Prep 20 mins
Cook 20 mins
A recipe from the Celiac website posted by request.
- 1 cup butter
- 1 cup water
- 2 cups gluten-free flour, mix
- 2 cups granulated sugar
- 2 eggs, beaten
- 1⁄2 cup gluten-free sour cream
- 1 teaspoon almond extract
- 1 teaspoon salt
- 1 teaspoon baking soda
- 1⁄4 teaspoon baking powder
- 2 teaspoons xanthan gum
- 1⁄2 cup butter
- 1⁄4 cup milk
- 4 1⁄2 cups powdered sugar
- 1⁄2 teaspoon almond extract
- Preheat oven to 375F and lightly grease a 15 x10" jelly roll pan.
- Bring butter and water up to a boil in a large saucepan, taking care not to scorch.
- Remove from heat; whisk in remaining cake ingredients until smooth.
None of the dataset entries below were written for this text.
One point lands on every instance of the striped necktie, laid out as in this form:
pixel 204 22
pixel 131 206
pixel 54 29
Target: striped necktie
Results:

- Pour into prepared baking pan.
- Bake for approximately 20 minutes or until cake is golden brown and tests done.
- Cool for 20 minutes.
- While cake is baking, bring milk and butter just to the boil in a medium saucepan, taking care not to scorch.
- Remove from heat.
- Add powdered sugar and almond extract; mix well and spread evenly over slightly cooled cake.